Digital New School
a program of contemporary moving image art
for the 41st Ann Arbor Film Festival
Thursday March 13, 2003
curated by Leslie Raymond
sponsored by the University of Michigan School of Art & Design and the AAFilmFest

artists & works
the program PDF
press release PDF


This is an exciting time to survey the current landscape of moving images.

Our time is a Time of Change. Consider recent changes to our environs: a geography of cell-towers and development of cell phone etiquette; a new #1 shopping-day-of-the-year created by e-commerce (the first day back to work after Thanksgiving vacation); and the pervasiveness of computers in the workplace, domestic front, and public space; an evolution from pinball parlors to playstations and online gaming.

Analog shifts to digital with the escalation of computer technologies in everyday life. We may sense that we are living in the future. It is unfolding everywhere around us, including the realm of the arts.

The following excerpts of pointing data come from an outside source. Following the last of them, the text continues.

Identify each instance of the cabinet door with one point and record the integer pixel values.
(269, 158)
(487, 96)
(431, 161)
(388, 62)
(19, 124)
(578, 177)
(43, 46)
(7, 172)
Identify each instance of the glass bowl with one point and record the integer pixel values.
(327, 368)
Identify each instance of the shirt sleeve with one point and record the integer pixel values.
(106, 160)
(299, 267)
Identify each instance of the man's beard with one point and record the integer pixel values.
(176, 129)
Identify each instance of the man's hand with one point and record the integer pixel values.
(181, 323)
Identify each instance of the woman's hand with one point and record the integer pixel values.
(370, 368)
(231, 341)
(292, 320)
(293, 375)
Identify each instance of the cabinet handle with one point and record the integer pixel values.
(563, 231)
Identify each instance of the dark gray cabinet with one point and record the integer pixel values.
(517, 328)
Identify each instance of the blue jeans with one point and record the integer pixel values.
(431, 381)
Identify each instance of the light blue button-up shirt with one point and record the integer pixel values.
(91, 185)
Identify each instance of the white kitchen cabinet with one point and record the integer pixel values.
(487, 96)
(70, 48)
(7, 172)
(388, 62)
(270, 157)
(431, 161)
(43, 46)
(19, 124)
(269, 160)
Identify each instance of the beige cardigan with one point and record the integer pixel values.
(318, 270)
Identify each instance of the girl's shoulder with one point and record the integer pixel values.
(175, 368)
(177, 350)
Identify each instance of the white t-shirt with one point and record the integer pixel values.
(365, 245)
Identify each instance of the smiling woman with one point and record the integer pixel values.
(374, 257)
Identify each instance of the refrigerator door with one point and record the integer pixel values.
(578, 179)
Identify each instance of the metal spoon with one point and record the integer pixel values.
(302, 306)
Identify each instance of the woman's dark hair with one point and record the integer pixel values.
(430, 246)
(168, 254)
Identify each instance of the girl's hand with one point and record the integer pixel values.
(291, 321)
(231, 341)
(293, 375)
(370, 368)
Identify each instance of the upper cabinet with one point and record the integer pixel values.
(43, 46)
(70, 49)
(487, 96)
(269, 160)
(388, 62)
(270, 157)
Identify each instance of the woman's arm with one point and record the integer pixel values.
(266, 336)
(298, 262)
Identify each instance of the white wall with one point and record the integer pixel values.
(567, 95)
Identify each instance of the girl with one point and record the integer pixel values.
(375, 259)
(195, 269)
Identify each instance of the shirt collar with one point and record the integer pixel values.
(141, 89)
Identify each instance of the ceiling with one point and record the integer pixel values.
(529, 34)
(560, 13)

Digital New School is a screening which showcases experimental motions pictures which have been created using digital technologies.

Many filmmakers, including shown shown in past Ann Arbor Film Festivals, have ventured into newer technologies; and a new generation of artists is confronting these media in ways reminiscent of film's younger days.

It is an honor to include toe work of the AAFF's own Board of Advisors member Leighton Pierce, who's recent digital video work was included in the 2002 Whitney Biennial.

Additional works in the program hail from around the country as well as around the planet, and demonstrate that the art of the moving image has become a crossroads for many media such as film, video, animation, motion graphics, sound arts, performance art, installation art, fine/visual arts, and netart.

In keeping with the Ann Arbor Film Festival's mission of bringing independent and experimental expressions to the screen, and honoring artists for their individual voice, Digital New School casts its net with intent to present a diverse range of voices and expressions.

My hope is that this screening will open a dialogue about how digital technologies have impacted experimental expression of the moving image.